Nico Cicileo

Personal information
- Born: 1 October 1993 (age 32) Buenos Aires, Argentina
- Height: 1.75 m (5 ft 9 in)
- Weight: 70 kg (154 lb)

Sport
- Sport: Field hockey
- Position: Defender
- Club: Herakles

Senior career
- Years: Team / Caps / Goals
- 0000–2015: Ciudad de Buenos Aires / - / -
- 2015–2018: Club de Campo / - / -
- 2015: → Terengganu / - / -
- 2018–2020: Klein Zwitserland / - / -
- 2020–2022: Daring / - / -
- 2022–present: Herakles / - / -

National team
- Years: Team / Caps / Goals
- 2014–present: Argentina / 93 / -

Medal record
Men's field hockey
Representing Argentina
World Cup
| Bronze medal – third place | 2026 Wavre/Amstelveen |  |
Pan American Games
| Gold medal – first place | 2019 Lima | Team |
Pan American Cup
| Gold medal – first place | 2022 Santiago |  |
| Gold medal – first place | 2025 Montevideo |  |
Pan American Junior Championship
| Gold medal – first place | 2012 Guadalajara |  |

= Nicolás Cicileo =

Argentine field hockey player

Nicolás Cicileo (born 1 October 1993) is an Argentine field hockey player who plays as a defender for the Belgian Hockey League club Herakles and the Argentine national team.

==Club career==
Cicileo played for Ciudad de Buenos Aires in Argentina until 2015, when he moved to Europe to play for Club de Campo in Spain. During the 2015–16 Spanish winter break, he played for Terengganu in the Malaysia Hockey League. He played three seasons for Club de Campo. After those three seasons he moved to the Netherlands to play for Klein Zwitserland.
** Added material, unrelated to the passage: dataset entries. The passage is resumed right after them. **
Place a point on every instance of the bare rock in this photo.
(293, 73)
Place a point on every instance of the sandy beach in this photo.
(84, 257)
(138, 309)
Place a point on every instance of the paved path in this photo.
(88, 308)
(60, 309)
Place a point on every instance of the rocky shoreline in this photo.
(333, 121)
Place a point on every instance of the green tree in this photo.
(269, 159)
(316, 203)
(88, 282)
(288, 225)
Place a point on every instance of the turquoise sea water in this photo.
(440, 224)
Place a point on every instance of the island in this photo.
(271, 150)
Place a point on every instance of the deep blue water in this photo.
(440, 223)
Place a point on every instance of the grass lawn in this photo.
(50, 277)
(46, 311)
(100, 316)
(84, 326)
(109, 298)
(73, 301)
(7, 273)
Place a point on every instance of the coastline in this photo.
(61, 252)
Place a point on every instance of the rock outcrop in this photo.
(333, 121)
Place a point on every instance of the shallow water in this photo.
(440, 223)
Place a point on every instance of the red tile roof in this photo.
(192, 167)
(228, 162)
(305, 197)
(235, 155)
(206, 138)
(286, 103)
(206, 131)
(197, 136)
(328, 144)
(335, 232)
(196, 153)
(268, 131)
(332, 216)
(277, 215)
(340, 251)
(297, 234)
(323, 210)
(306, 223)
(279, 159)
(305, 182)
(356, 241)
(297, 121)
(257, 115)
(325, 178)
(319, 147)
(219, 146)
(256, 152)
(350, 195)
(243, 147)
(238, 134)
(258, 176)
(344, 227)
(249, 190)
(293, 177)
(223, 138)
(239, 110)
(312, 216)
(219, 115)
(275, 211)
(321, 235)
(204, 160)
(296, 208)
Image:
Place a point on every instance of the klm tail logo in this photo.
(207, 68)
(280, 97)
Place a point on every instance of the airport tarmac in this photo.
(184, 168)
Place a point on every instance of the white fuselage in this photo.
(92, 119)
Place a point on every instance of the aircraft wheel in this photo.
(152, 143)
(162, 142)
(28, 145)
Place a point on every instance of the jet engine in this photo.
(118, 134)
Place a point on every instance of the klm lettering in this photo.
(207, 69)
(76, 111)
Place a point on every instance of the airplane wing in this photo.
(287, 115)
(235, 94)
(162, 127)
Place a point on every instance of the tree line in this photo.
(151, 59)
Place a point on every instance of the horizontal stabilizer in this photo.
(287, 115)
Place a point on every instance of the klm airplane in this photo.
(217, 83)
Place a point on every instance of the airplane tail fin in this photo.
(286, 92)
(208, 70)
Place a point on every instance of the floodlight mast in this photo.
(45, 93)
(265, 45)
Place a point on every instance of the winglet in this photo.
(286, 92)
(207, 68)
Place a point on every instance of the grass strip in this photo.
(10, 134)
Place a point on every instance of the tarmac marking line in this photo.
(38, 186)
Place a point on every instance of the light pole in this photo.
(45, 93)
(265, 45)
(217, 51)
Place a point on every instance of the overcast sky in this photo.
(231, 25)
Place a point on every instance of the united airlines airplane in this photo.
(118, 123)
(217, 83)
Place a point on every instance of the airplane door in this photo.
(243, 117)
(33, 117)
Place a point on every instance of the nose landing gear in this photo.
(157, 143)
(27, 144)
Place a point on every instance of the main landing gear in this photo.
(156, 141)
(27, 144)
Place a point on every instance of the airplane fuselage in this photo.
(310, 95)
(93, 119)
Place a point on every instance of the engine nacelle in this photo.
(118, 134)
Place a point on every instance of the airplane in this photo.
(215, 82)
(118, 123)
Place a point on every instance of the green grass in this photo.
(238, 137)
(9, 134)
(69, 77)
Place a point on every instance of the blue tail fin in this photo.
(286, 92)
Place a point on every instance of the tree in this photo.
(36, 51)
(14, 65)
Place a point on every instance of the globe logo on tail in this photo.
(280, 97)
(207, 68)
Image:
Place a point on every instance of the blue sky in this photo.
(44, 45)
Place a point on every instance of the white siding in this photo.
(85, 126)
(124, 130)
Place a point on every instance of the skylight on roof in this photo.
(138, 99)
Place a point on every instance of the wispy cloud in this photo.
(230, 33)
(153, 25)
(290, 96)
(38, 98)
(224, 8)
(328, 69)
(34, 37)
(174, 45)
In April 2020, it was announced that he would join Daring in Belgium for the 2020–21 season. After two seasons in Brussels he left Daring for Herakles.

==International career==
He represented Argentina at the 2018 Men's Hockey World Cup. In July 2019, he was selected in the Argentina squad for the 2019 Pan American Games. They won the gold medal by defeating Canada 5–2 in the final.